Ernandes Ferreira/CMBH

Vai pra onde? Esta pergunta feita para alguém que vai viajar pode ser fácil de responder. Se direcionada a uma pessoa que vai mudar de cidade por causa de trabalho ou estudo, também não é difícil. Mas imagina esta mesma pergunta sendo dirigida a uma mulher vítima de violência e sendo proferida pelo companheiro agressor? A resposta passa a ser muito mais complexa e muitas vezes de difícil solução. Pois é prioritariamente para estas mulheres que a Lei 11.166/2019 (Lei da Morada Segura), regulamentada no sábado (6/3) pela Prefeitura, é direcionada. Ela estabelece a inclusão de mulheres vítimas de violência doméstica entre os beneficiários do Programa de Assentamento (Proas) da Prefeitura. O tema foi debatido em audiência pública da Comissão de Mulheres, nesta sexta-feira (12/3).

De acordo com a lei, a vítima deverá ter sido atendida e encaminhada por órgão ou equipamento público municipal responsável pelo combate a esse tipo de crime. Reduzindo a dependência em relação ao agressor, a norma permite à vítima a oportunidade de reconstruir a vida longe dele em moradia digna, não excluindo a aplicação das medidas protetivas de urgência e outras cabíveis previstas em leis federais. “A violência machista que se agravou durante a pandemia sobrecarrega ainda mais as mulheres. Nosso fardo é mais pesado e a violência machista piora isso. Ver essa lei materializada dá muita alegria. É urgente ter respostas das políticas públicas para proteger estas mulheres, sobretudo a proteção material onde a moradia é determinante”, disse a deputada federal Áurea Carolina (Psol), que participou dos debates e é uma das autoras do projeto que originou a lei, junto com a também ex-vereadora Cida Falabella. “Que a lei seja executada com toda a plenitude em BH”, finalizou a deputada.

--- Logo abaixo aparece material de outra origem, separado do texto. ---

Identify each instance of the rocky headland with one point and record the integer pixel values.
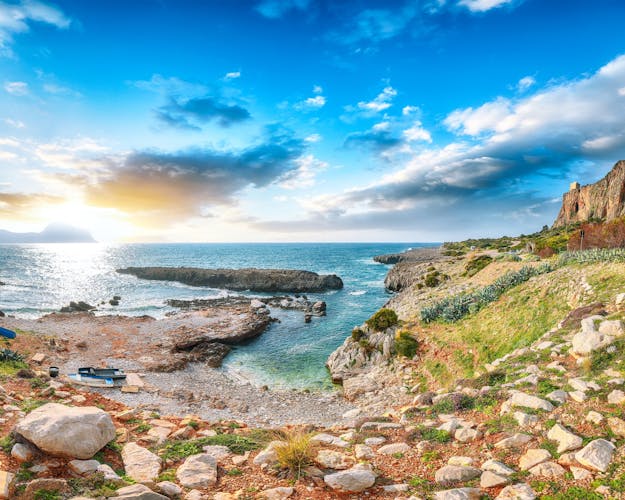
(254, 280)
(492, 373)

Segundo a vereadora Bella Gonçalves (Psol), que solicitou a audiência junto com Iza Lourença (Psol), a proposta que virou lei surgiu de um amplo debate com a sociedade civil e “foi trazida por mulheres”. “A ideia é garantir espaço de moradia segura para interromper violências as quais as mulheres estão sujeitas. Muitas vezes não são garantidas saídas”, explicou Bella, dizendo ainda que o Conselho Municipal de Habitação também participou do processo de construção do texto. “Sem teto e sem casa não se quebra o ciclo de violência. Esta lei é fruto de diálogo forte com o Executivo. A gente constrói com a cidade e com os movimentos”, completou Cida Falabella, que também participou dos trabalhos. “É emocionante ver uma lei dessas ser regulamentada, principalmente no contexto em que vivemos hoje”, disse Iza Lourença.

Direito garantido

Decreto 17.563, que regulamenta a Lei da Morada Segura, foi publicado pelo prefeito Alexandre Kalil (PSD) no último sábado e prevê que o encaminhamento da mulher em situação de violência para inserção no Proas seja realizado pelo Centro Especializado de Atendimento à Mulher (Benvinda), com base em avaliação técnica desenvolvida em articulação com os Centros de Referência Especializados de Assistência Social (Creas) e com as demais políticas públicas responsáveis pela assistência à mulher em situação de violência no Município. De acordo com a secretária municipal de Assistência Social Segurança Alimentar e Cidadania (Smasac), Maíra Colares, a regulamentação demorou “um pouco”, mas foi feita coletivamente. “A gente avalia que demorou, mas foi construída por algumas áreas da Prefeitura. A gente sabe que em BH não é só o Benvinda que atende mulheres vítimas de violência. Mas dentro da estrutura da PBH é”, disse Maíra, exaltando a importância do diálogo entre os órgãos do Executivo. Ainda segundo a secretária, o trabalho agora está sendo feito na perspectiva da Urbel, responsável pela política de habitação no Município, se reorganizar do ponto de vista do orçamento.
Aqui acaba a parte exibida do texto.